Nostalgic the presence of love is. Why does one want to remember things?
Isn't there love in that?

A single thought of a gentle kiss on the forehead from one's mother
spreads the lips in way of a smile and further thoughts sure elongate it
to a grin. An eye-closed remembrance of the first time one saw one's
beloved sends the heart doing several beats faster than normal and a
strange but soothing calmness and serenity looms large in the mind and
heart.

Love, the whatever which has a presence in everyone and everything
however small of big, however busy of unemployed, is yet so little
understood. Poets try to replicate the soothing feeling in words. They
sure know how bitterly words fall short of expression in their composition.

Love reigns supreme.

Tuesday, February 01, 2005

Who are we? --Sankrant Sanu

I've just now returned from a singularly distinct and existentiality
provoking talk by Sankrant Sanu at the Seminar Hall in the institute. He
had been one of Dr Sangal, our director's, students. As a consultant and
freelance writer he has this website www.sulekha.com

It was befitting what he talked about..totally.
He began with how the West world chooses to study us Indians and dictate
terms, history, rules, vision, for us. And how carefully manipulated
their-presented facts have been as the once rulers of India to shatter
the self-esteem of the people. They, through their historians,
propagated that India, per se, didn't have any solidarity or the sense
of Indian-ness by itself and that it were the Britishers who
consolidated all the fallen pieces into one India. How more untrue could
they be when the West, England and United States included, themselves
have hardly a history to boast about. They themselves are hardly
one-and-a-half century old to boast about the solidarity of their nation.

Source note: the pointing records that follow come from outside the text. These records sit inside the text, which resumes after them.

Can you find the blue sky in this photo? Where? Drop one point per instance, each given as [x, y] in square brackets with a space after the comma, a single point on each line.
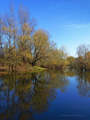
[67, 21]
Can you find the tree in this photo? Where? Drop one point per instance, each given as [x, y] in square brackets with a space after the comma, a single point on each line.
[40, 46]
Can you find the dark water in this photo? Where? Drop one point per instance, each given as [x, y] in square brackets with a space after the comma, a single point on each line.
[45, 96]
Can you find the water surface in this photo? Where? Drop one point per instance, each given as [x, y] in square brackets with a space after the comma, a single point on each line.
[45, 96]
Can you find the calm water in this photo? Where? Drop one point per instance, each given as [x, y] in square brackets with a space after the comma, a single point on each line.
[45, 96]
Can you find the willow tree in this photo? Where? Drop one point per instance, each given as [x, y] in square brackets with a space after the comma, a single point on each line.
[24, 38]
[10, 36]
[40, 46]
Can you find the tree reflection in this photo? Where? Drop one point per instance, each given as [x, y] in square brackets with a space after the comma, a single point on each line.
[84, 84]
[22, 95]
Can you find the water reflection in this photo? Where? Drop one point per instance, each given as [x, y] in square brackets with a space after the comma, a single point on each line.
[22, 95]
[84, 84]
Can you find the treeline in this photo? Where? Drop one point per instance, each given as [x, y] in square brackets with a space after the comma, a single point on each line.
[22, 44]
[82, 62]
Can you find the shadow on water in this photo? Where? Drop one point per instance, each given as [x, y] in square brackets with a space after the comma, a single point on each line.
[23, 95]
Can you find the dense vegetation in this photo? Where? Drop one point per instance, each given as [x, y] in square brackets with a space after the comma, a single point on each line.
[23, 47]
[82, 62]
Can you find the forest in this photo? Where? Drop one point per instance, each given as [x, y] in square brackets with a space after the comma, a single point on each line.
[24, 48]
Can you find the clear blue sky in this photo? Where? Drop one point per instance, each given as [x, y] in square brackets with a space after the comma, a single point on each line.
[67, 21]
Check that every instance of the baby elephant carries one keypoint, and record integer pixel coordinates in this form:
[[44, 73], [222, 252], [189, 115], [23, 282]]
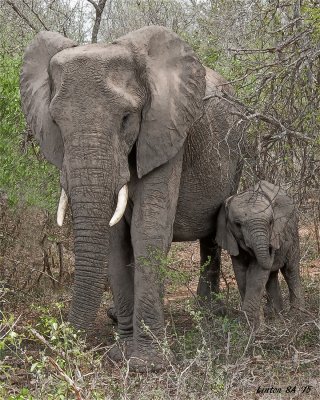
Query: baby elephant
[[259, 228]]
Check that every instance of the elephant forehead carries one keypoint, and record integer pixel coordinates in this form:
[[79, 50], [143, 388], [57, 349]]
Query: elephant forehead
[[250, 203], [94, 53]]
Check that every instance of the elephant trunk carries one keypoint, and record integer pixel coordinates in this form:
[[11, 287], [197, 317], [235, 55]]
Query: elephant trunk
[[260, 243], [91, 190]]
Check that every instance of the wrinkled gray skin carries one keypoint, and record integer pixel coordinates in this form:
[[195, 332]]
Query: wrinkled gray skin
[[259, 228], [133, 112]]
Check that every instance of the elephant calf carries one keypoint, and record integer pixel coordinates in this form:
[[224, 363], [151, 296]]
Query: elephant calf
[[259, 228]]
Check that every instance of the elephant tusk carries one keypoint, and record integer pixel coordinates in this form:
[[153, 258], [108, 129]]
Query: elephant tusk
[[62, 207], [121, 205]]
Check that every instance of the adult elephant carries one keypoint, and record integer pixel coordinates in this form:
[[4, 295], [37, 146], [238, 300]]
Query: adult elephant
[[130, 118]]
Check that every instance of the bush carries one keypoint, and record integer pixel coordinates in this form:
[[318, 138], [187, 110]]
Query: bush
[[24, 175]]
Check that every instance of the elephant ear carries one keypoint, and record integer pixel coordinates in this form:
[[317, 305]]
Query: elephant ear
[[35, 90], [176, 84], [283, 210], [224, 236]]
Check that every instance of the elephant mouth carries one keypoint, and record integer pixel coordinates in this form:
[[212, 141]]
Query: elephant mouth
[[118, 214]]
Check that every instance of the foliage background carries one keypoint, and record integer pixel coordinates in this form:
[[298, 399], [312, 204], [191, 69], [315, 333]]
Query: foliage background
[[270, 51]]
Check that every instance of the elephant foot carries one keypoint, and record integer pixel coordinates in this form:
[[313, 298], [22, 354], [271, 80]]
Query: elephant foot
[[213, 306], [150, 361], [112, 314], [122, 350]]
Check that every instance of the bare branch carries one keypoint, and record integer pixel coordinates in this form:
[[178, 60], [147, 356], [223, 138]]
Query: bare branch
[[99, 10], [21, 15]]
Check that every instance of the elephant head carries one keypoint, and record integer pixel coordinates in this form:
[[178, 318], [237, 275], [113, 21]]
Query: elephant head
[[91, 107], [254, 221]]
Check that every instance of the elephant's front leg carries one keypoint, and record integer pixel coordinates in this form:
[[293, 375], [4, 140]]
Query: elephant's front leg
[[256, 281], [121, 274], [274, 299], [155, 203]]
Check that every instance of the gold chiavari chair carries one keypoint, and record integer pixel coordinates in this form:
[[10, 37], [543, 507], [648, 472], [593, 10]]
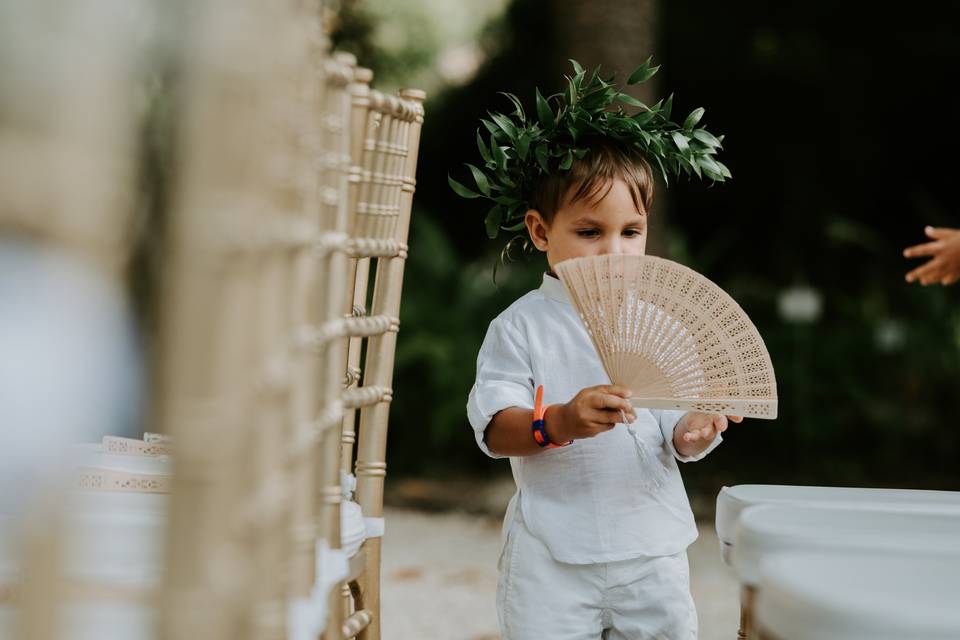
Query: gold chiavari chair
[[384, 144], [329, 250]]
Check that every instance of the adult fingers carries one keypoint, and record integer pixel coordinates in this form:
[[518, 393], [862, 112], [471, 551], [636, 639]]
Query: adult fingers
[[922, 271], [938, 232], [933, 274], [928, 249]]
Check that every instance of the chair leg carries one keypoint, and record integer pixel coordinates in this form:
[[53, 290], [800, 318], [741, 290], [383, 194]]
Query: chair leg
[[747, 595]]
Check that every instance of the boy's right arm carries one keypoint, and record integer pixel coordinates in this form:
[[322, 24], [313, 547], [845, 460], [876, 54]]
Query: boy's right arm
[[500, 405], [592, 411]]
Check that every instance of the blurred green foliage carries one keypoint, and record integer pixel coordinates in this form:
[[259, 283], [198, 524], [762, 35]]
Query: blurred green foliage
[[838, 130]]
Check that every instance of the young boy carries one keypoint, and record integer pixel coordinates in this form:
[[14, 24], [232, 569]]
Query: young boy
[[593, 545]]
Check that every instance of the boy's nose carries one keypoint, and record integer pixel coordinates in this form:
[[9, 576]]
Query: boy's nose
[[614, 246]]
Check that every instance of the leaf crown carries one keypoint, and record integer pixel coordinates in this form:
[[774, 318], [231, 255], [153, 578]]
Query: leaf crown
[[519, 150]]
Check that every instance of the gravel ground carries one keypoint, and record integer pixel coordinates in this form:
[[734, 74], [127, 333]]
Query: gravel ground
[[440, 578]]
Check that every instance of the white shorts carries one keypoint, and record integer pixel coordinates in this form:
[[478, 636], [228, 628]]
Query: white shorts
[[539, 598]]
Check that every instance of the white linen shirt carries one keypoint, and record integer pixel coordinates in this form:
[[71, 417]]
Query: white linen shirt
[[586, 502]]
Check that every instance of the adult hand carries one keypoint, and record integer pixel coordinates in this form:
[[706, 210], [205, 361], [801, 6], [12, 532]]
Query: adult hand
[[944, 251]]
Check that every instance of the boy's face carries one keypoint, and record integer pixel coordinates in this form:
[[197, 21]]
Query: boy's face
[[583, 228]]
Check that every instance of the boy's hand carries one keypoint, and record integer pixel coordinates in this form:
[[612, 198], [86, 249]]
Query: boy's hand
[[592, 411], [695, 431], [695, 426]]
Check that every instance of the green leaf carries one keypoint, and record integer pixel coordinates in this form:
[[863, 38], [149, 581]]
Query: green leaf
[[492, 221], [544, 112], [506, 124], [680, 140], [706, 138], [643, 117], [480, 179], [628, 99], [523, 145], [518, 108], [693, 118], [542, 153], [711, 168], [667, 107], [499, 157], [461, 190], [484, 152], [643, 73]]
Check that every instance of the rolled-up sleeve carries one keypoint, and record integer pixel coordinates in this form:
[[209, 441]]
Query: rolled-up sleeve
[[668, 420], [504, 378]]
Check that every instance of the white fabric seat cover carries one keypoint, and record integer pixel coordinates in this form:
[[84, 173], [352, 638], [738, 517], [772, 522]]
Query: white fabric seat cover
[[731, 501], [766, 530], [861, 596]]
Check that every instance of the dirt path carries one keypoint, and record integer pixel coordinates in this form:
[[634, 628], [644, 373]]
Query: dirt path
[[440, 579]]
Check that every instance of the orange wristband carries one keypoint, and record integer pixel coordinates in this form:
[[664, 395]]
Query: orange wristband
[[539, 428]]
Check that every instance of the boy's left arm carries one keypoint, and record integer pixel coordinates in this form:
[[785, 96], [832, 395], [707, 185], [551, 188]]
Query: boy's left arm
[[691, 436]]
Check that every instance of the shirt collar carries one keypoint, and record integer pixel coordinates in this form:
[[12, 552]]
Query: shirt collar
[[553, 288]]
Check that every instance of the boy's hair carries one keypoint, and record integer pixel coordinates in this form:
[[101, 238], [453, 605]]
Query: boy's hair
[[590, 178]]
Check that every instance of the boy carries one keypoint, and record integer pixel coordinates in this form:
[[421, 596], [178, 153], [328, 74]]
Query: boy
[[592, 546]]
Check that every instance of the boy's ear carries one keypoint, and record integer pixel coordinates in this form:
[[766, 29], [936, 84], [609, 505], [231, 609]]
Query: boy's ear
[[537, 228]]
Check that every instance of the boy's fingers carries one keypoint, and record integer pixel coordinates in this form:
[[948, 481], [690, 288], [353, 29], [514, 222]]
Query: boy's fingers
[[615, 389], [609, 401]]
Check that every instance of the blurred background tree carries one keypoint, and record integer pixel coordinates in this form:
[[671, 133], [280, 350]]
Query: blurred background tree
[[840, 140]]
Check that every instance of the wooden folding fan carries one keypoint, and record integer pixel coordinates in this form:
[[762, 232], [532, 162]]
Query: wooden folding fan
[[671, 336]]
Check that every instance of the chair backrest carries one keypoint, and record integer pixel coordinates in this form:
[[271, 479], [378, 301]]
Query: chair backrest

Sanu went on to bring out the need to realize the latent talent amongst
the people and that our system, most of it a follow-up of the British
system forcefully huddled on our back, needs to improvise into a
confident and sustained self. We hardly need to blindly follow their
ideals and dismiss all our traditions as superstitious just because we
don't understand their relevance. This exactly had been deliberately
maneuvered.

The closing sentence from Lord Mccauley's proposal on their colonial
efforts revealed that the damage or loss of ownership to our traditions
and thereby the self-esteem had been clearly proposed as the necessity
to achieve what they wanted: a dominion colony. It's bewildering.